If incidents such as the one I witnessed are brushed aside as a lone 13-year-old getting a ticking off, how accurate, do you feel, is your info?
For his part, Assistant Chief Constable Tim Mairs commented that it was ‘unacceptable’ that people feel intimidated and threatened in their own communities.
Cars were damaged at a dealership in Edinburgh following a night of chaos
As a member of one of those communities, I’d go further. Unacceptable is what it was 20 years or more ago when Pollokshields first emerged as a hotspot for fireworks anarchy.
Outrageous is what it is today. A complete dereliction of duty to long-suffering residents driven to distraction by thuggery.
What emerges from the tales I have heard from my own area and others is that the police seek only to contain the criminality they know will erupt every year at this time. They make no attempt to stop it.

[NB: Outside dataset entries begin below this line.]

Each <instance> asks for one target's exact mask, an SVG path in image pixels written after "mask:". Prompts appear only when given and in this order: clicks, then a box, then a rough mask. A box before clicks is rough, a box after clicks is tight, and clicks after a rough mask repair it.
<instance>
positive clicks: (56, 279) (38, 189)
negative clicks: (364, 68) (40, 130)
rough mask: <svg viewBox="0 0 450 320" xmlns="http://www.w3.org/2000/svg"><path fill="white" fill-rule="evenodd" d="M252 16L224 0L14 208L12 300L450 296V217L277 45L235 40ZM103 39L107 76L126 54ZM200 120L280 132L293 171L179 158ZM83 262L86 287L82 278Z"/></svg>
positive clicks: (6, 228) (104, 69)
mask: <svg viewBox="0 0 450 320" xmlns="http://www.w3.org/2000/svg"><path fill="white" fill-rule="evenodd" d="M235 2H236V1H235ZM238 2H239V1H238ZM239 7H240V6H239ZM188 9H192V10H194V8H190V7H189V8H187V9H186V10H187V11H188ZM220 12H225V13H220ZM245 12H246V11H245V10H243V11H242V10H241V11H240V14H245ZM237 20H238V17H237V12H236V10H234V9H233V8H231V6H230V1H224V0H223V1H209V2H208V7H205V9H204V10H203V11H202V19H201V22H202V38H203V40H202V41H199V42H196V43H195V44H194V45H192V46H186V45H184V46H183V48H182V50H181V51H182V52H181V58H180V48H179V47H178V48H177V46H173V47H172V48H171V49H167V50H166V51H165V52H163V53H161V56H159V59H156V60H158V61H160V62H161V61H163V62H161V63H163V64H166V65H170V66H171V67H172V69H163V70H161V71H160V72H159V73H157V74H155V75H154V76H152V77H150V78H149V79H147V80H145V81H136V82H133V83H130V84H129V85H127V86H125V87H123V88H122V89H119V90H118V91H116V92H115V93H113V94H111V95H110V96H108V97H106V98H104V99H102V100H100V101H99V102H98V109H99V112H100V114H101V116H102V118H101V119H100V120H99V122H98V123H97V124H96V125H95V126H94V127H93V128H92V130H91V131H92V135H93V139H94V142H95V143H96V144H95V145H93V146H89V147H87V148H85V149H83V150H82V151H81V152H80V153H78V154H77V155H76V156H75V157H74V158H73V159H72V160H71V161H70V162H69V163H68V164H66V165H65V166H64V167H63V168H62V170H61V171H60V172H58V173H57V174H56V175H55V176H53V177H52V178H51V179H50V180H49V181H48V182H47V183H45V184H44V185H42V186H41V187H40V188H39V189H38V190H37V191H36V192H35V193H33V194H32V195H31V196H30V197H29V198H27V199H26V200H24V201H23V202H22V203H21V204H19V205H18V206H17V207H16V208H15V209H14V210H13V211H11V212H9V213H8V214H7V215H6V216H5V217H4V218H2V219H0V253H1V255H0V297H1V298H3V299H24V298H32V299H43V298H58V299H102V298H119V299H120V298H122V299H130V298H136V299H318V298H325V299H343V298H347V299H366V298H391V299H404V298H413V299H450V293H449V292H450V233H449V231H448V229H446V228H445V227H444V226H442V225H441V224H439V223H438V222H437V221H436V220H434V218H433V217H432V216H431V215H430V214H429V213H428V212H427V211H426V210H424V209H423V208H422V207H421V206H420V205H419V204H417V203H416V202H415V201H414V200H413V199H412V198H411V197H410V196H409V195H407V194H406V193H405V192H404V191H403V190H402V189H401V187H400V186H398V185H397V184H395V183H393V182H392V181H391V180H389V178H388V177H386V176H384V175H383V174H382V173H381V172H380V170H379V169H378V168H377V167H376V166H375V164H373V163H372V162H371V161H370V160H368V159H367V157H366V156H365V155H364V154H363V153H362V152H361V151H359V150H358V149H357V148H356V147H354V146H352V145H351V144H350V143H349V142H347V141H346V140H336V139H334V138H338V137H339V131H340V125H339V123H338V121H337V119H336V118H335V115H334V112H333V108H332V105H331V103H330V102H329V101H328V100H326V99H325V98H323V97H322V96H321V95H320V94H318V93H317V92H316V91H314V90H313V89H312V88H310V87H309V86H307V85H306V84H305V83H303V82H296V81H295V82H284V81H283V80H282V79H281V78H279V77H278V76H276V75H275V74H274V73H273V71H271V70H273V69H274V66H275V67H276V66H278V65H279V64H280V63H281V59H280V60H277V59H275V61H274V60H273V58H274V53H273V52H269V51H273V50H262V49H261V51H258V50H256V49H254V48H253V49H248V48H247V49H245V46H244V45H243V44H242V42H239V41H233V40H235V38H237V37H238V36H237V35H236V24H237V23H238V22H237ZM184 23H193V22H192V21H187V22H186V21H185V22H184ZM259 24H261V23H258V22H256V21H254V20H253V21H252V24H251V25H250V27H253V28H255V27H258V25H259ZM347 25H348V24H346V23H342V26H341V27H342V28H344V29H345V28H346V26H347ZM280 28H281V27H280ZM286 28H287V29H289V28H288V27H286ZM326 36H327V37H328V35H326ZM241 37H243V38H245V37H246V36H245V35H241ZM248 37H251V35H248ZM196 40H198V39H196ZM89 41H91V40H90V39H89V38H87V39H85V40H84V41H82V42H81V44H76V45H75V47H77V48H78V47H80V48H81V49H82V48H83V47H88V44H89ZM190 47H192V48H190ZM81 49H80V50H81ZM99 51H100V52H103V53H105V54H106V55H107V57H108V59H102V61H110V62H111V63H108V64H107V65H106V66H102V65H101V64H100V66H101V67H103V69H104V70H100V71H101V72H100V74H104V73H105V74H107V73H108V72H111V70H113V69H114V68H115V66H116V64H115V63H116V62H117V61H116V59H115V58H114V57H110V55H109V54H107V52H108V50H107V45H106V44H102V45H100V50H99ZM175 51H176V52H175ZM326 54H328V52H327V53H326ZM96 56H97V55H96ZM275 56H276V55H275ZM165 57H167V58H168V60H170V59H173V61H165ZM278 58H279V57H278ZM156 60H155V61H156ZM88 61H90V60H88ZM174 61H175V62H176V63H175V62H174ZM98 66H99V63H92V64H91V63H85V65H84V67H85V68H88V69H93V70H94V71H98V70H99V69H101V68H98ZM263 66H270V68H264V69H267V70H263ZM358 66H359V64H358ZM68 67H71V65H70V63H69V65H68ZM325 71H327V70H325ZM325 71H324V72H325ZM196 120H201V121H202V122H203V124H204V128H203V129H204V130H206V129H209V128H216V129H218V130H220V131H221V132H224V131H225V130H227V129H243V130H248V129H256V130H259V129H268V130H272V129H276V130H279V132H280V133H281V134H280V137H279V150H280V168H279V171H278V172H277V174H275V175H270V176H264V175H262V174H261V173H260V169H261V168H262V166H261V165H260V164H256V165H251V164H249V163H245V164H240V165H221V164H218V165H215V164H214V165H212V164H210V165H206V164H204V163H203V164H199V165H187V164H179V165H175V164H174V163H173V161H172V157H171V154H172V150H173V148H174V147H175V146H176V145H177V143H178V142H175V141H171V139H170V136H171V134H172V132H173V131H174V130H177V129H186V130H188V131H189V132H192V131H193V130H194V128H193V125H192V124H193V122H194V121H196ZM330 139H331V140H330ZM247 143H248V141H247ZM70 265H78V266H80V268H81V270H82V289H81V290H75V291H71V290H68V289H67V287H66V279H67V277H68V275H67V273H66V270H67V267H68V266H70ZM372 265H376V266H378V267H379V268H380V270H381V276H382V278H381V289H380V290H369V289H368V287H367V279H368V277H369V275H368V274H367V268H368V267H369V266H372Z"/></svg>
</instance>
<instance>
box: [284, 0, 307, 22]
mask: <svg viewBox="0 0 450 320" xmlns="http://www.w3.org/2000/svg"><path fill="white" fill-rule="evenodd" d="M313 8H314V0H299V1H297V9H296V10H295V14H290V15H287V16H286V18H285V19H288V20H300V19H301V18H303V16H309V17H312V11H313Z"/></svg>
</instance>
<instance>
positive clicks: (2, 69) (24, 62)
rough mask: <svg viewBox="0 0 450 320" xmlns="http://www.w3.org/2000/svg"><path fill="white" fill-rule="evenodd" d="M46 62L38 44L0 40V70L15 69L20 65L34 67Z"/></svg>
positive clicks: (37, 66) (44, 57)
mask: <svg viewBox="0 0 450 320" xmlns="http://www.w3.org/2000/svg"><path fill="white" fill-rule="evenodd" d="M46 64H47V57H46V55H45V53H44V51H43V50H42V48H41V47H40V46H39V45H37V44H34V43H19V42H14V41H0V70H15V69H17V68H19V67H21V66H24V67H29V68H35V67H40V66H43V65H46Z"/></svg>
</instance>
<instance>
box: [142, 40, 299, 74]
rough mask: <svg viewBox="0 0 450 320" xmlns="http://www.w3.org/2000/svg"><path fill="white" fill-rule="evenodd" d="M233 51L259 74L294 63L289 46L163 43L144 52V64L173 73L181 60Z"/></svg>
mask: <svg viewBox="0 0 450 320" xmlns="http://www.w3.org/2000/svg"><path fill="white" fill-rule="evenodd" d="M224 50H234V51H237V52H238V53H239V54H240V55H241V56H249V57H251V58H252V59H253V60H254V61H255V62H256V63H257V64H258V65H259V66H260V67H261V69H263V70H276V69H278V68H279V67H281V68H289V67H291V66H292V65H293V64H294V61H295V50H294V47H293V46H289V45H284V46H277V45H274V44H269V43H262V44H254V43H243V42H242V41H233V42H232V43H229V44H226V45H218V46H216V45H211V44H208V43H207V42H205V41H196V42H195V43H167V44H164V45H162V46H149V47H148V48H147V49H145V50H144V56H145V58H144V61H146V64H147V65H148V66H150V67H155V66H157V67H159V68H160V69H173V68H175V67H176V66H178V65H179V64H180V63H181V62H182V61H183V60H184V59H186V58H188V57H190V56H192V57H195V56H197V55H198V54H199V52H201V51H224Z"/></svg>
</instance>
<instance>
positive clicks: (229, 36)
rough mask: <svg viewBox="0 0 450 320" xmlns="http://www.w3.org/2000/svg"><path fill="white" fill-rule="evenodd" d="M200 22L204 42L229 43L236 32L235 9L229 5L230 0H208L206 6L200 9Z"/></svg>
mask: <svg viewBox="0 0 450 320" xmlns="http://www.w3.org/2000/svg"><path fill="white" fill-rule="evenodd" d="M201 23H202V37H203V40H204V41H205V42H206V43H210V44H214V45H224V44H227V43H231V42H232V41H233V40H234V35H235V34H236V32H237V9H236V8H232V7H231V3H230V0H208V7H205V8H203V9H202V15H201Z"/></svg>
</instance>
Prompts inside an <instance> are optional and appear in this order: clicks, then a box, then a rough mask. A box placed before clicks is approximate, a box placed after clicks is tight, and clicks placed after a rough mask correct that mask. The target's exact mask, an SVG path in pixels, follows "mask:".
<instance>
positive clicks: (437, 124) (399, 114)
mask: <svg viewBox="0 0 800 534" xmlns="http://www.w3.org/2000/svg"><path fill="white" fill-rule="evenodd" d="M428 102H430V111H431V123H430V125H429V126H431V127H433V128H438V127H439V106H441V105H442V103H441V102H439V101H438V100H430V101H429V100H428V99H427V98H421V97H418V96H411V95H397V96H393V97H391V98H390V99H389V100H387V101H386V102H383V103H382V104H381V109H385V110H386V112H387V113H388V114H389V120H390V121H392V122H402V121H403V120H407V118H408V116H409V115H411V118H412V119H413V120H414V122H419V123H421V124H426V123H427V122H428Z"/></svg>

There is no nipping it in the bud.
One resident reported that she approached police officers in a van on November 5 as they sat on watching brief while the law was flouted in front of their noses.
Police formed cordons in areas badly affected by gangs of thugs launching fireworks
She asked them why they were not intervening. Because their bosses had told them not to, came the reply.
‘So basically we pay our taxes and they stand back and allow grown men to wreck and terrorise our neighbourhood,’ she said.
Yes, that is about the strength of it.
On a night when Scottish Fire and Rescue Service received more than 1000 calls, responded to 347 bonfires and 598 related incidents across Scotland, the police made a total of 19 arrests in connection with firework offences.
Who knows, perhaps ‘advice and guidance’ was given to a few others.
There are those who argue that, in the face of such a lily-livered police response, it is barely worth the trouble banning fireworks.
Indeed, I said something similar on this page a couple of months ago when Glasgow City Council proudly declared my area a ‘fireworks control zone’ for the first 10 days of November and wished us all a peaceful Bonfire Night.
That was before it realised it had bungled the legislative process, couldn’t introduce the law in time and that people here would be subject to the familiar dismal onslaught after all.
But, if nothing else, a complete ban on the public sale of fireworks would send a message that someone, somewhere gives a damn about what residents in Scottish cities are put through year after year – not just on Bonfire Night but for weeks on either side of it.
It would acknowledge – finally – that these wretched items bring much more misery than joy and that government actually wants to help.
What grates more than anything – particularly in an era in which ministers are forever fussing in areas of our lives where they are not welcome – is the narrative that it really needn’t dirty its hands with this issue, that local legislation is working.
It is patently failing. We have a police force whose non-interventionist strategy is making a mockery of the law, central government which washes its hands of the issue by telling us to speak to our councils about it and, in Glasgow, a local authority too incompetent to pass its own legislation.
We have criminal gangs selling industrial quantities of fireworks to teenagers in the full knowledge they will be used to wreak mayhem – and we have parents who, it seems, remain entirely unconcerned that their kids are out at all hours terrorising the neighbours.
Youths set fire to a bin outside Ibrox stadium in Glasgow on Bonfire Night
Is it really too much to ask for someone to take this seriously? The evidence is overwhelming. Survey after survey reveals the vast majority of Scots want a complete ban on the sale of fireworks.
A Scottish Government consultation carried out in 2019 suggested 87 per cent of people wanted them outlawed.
Does Mr Swinney suppose that figure would be any lower today? Don’t be ‘encouraged’, First Minister. Be outraged. Be resolute that this ends in 2024.
As for Police Scotland, well, I offered them the footage I took of my street being attacked a week ago. They haven’t been back in touch.